Ellipsometer, surface-tension, and contact-potential measurements were made simultaneously at and below monolayer coverage (θ = 1 to 0.05) on a clean mercury surface at room temperature. It has been demonstrated with molecules of known dimensions (caproic, lauric, stearic, behenic, and adamantane-carboxylic acids, and α bromonaphthalene and pentane) that the classical Drude equation for the relationship between the phase shift ( $\overline{\mathrm{\Delta }}$ − Δ) of reflected polarized light and the average effective film thickness d is valid below monolayer coverage.
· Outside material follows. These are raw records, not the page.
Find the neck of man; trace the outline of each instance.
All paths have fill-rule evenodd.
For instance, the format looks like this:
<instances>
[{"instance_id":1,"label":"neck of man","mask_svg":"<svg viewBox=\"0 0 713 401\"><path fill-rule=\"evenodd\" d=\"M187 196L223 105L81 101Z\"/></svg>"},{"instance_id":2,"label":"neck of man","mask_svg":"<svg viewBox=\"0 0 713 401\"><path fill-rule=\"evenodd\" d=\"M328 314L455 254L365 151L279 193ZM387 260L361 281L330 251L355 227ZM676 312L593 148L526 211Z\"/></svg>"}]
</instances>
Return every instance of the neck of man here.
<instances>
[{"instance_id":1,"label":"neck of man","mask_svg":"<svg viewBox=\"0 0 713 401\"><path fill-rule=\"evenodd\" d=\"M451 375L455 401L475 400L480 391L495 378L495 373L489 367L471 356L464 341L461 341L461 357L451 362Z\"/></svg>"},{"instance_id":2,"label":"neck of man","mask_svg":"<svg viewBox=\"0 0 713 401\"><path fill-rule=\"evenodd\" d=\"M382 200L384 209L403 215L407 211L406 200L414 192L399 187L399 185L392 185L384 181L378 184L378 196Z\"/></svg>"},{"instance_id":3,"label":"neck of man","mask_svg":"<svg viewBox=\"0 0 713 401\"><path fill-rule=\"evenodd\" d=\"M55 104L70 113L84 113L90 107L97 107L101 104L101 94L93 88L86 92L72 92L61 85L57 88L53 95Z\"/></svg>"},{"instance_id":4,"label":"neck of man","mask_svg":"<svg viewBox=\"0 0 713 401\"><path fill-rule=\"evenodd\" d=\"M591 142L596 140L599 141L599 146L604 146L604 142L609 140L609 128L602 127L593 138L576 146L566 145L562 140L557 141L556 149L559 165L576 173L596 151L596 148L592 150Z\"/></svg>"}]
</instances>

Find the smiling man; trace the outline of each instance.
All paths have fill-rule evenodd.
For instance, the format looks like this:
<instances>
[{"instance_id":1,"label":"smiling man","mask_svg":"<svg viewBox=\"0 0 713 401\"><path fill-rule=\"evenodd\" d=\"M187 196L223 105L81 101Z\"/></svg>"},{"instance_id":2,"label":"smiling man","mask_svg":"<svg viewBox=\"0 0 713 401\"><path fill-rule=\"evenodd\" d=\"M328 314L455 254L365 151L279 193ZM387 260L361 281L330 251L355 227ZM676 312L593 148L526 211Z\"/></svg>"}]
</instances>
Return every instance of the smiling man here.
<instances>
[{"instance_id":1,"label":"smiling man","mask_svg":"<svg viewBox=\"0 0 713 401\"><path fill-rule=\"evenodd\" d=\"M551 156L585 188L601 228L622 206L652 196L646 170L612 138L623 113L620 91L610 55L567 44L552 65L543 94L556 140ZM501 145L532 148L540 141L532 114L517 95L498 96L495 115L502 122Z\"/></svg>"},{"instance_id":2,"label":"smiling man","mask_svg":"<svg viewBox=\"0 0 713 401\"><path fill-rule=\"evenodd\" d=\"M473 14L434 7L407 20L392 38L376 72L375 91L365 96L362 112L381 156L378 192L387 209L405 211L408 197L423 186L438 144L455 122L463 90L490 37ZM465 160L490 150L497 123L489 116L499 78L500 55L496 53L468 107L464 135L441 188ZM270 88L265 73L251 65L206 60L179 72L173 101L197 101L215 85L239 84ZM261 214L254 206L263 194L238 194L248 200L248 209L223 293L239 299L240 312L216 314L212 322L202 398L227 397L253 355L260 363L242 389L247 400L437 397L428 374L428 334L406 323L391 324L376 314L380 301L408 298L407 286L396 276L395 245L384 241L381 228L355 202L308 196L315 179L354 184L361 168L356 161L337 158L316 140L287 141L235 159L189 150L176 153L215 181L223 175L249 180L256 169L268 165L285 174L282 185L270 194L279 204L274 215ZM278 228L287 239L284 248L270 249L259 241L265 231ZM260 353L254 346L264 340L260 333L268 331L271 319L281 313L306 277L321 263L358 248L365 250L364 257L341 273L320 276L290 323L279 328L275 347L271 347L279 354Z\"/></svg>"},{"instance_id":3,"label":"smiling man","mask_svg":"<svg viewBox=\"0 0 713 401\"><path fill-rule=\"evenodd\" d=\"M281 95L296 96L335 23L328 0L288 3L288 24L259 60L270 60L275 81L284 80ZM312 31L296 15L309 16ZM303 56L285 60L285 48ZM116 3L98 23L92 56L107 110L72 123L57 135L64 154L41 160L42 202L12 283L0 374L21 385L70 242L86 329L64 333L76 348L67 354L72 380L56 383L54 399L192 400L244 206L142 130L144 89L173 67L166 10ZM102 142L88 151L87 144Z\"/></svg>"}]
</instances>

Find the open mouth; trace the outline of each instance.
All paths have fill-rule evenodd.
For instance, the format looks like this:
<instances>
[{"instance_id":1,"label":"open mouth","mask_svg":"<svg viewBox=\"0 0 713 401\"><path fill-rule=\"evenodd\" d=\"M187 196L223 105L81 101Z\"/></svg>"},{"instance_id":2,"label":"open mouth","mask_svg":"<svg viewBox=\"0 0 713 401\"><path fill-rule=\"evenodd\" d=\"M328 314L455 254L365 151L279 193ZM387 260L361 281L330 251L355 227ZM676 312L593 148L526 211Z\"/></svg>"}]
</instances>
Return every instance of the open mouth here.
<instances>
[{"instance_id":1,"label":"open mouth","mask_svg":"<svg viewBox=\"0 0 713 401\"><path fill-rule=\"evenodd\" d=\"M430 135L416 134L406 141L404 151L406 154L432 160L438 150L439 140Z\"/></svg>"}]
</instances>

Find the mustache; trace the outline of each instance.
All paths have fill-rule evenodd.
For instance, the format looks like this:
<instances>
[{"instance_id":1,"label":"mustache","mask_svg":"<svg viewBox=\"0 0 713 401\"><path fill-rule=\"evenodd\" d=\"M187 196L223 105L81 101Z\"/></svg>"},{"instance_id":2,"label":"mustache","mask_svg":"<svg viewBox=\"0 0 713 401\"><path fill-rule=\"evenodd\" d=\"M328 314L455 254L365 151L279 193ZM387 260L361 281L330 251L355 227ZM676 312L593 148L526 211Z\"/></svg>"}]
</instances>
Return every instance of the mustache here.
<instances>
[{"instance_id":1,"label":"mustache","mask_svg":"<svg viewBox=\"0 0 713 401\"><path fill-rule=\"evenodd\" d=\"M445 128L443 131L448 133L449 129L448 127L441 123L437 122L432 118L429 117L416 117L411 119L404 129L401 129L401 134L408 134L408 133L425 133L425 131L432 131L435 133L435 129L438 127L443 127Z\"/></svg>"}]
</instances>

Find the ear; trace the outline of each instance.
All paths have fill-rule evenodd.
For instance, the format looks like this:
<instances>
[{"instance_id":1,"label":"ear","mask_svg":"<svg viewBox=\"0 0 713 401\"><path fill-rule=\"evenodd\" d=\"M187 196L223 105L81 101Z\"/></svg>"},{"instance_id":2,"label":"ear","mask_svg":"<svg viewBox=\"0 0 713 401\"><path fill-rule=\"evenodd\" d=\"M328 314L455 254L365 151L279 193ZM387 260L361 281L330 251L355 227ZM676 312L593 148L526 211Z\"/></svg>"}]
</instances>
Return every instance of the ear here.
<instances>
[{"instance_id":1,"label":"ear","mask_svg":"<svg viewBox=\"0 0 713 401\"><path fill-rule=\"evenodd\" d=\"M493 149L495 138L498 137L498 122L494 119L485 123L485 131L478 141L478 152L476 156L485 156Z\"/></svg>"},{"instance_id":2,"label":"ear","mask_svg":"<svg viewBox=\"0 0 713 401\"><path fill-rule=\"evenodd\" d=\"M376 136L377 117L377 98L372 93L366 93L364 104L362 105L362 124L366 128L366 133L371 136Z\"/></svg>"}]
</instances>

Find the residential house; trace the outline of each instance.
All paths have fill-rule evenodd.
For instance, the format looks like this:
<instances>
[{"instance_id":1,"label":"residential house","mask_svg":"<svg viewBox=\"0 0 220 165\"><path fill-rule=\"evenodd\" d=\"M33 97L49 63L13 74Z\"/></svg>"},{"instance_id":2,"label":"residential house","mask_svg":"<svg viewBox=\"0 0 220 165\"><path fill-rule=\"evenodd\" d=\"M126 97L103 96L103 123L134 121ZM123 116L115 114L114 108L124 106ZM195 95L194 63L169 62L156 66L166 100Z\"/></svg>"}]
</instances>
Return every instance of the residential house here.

This is so even though the Drude equation was derived for thick films that are considered to be a continuum with index and density independent of thickness. The equation for the three-dimensional model is $\overline{\mathrm{\Delta }}$ − Δ = αd, where for less than monolayer coverage d is the hypothetical thickness the film would have if it were a continuum with index and density independent of d. The equation for the 3-D model remains valid below monolayer coverage, where the continuum property is not approximated, because the 2-D model gives essentially the same equation $\overline{\mathrm{\Delta }}$ − Δ = αd₀θ. In the 2-D model, the molecules are contained between the substrate surface and a plane d₀Å above the surface, where d₀ is the molecular diameter. The phase shift ( $\overline{\mathrm{\Delta }}$ − Δ) decreases as the fraction of the surface covered (θ) decreases because the index of refraction is a function of the surface density. Values of α, calculated with the bulk-liquid index of refraction (sodium D line) and the first-order Drude relation (for films with only a real part of the refractive index) can be used to calculate d (0.05d₀ to d₀) or θ (0.05 to 1) within a few percent with the equations above. The same values are obtained if the relationship between α and the film index (based on the 2-D model) is used to calculate α. The ellipsometer measurements indicate changes of orientation of the molecules on the surface. A technique is described for automatically recording ellipsometer measurements for very thin films (0–30 Å).